Species and ecosystems within any MPA will have some capacity to adapt to climate change. The question is how much, and how can we use, preserve or enhance this capacity through MPA management and design?

MPA managers face two key challenges: 

1. How to manage adaptation of living organisms within the MPA, particularly as changing conditions lead to a shift from the prior “pristine community” to new ones better fitted to emerging climates, though likely less diverse (Portner et al., 2021)

2. How to incorporate change in the management structures themselves (Wilson et al., 2020). 

Adaptive management and MPAs

Having a wide range of habitats in an MPA, often referred to as “representation”, promotes microclimatic variability and high diversity of individuals and species. This enhances the overall adaptive capacity of the community. For example, complex archipelagos contain many more reef habitats than a straight continental coastline, and may show higher resilience to climate threats.

MPAs with a highly intact biota (that is, the species naturally found in that area at ‘normal’ abundances) in a relatively undisturbed context may contain maximum species diversity as well as genetic variability.

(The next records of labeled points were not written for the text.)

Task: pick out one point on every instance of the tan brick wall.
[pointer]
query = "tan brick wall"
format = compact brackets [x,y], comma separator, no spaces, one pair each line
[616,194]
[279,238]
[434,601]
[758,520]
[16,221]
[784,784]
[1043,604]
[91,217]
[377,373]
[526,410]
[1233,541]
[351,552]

They may also provide larval sources that can help other locations recover after major disturbances. However, the presence of species with low resistance to stress that are “naïve” to climate change may result in large losses when climate impacts are first experienced. 

The management structures of an MPA also affect its adaptive capacity. These include its boundaries, zoning, regulations and constraints imposed on users, and the amount of flexibility managers have to respond to events. 

How can I improve the adaptive capacity of my MPA to climate change? 

Biological adaptation occurs through multiple pathways. Moderate levels of stress may enhance adaptive responses as species adjust to changes (acclimation), building up a tolerance “buffer”. Genetic adaptation may also contribute through the selection of individuals that successfully reproduce and pass their genes to the next generation. Although experimentation on such adaptive responses is widespread, successes in field trials may not scale up to the level of an MPA or region. These types of evolutionary responses are also slow relative to the pace of climate change and compounding factors, so may have little impact. 

It is possible, however, to directly support your MPA’s adaptive capacity through various management actions:

A critical element in all of these approaches is detailed information to guide decisions. You should invest in monitoring that is:

• Spatially and temporally representative

• Based on relevant indicators

• Regular (providing data before, during and after any disturbance events)

• Consistent over the long term.

Finally, incorporating MPAs within nationally determined contributions (NDCs) can help drive the legislative change needed to ensure MPA legal frameworks can fully address climate change.

Examples of successful adaptation measures in MPAs

How can climate change adaptation and mitigation be incorporated in MPA design and management?

Adapting to climate change is important, but so too are actions to try to mitigate its impacts. Where adaptation is reactive, mitigation is proactive. Combining both adaptation and mitigation measures in MPA design and management can enhance long-term sustainability of your MPA (Merwin et al., 2020; Roberts et al., 2017).

MPAs can provide many climate change adaptation and mitigation benefits, whether explicitly incorporated into their design or not. Yet a 2021 study found that, out of 647 MPA management plans, only 57% mentioned climate change (O’Regan et al., 2021). 

Roberts et al. (2017) outline eight pathways for MPAs to contribute to climate change mitigation and adaptation. These should be considered in MPA design and/or management strategy development phases.

Eight pathways to contribute to climate change mitigation and adaptation

The most common example of climate change mitigation in MPAs is protecting mangroves to retain soils that store substantial carbon, reducing potential emissions from habitat conversion. There are several examples of carbon storage potential being evaluated within existing MPAs, particularly across Indonesia, Dominican Republic and Costa Rica. There are fewer, if any, examples of MPAs being specifically designed for this purpose to date. This approach may become more common as it is increasingly recognized in the scientific literature (e.g., Howard et al., 2017) and in national climate policy frameworks. It also links directly with sustainable MPA financing through carbon bonds (Howard et al., 2017) and/or direct support to communities. 

Climate change benefits can be incorporated into MPA design by explicitly including these objectives in the planning process (e.g., targets for carbon sequestration or coastal habitat protection). Your planning should also consider other elements of climate change, such as risk of failure, habitat and species migration, and reducing exposure to climate impacts. Importantly, many of these pathways can be achieved by implementing best-practice design principles.

Beyond the MPA

For successful adaptation, MPA actions need to be upscaled to ecoregions or metapopulations (populations within a species that are reproductively connected). This requires coherence between local management plans and the larger spatial scale regulatory environment (which may correspond to or integrate subnational, national and regional scales). Incorporating this in initial steps of MPA design, including spacing, size and connectivity, would be ideal.

Adaptation will increasingly require coherence across the regulatory regimes of different sectors – such as fisheries and water quality. These may also have different scale dependencies. For example, successful local and national action on local threats also depends on global action to minimize GHG emissions.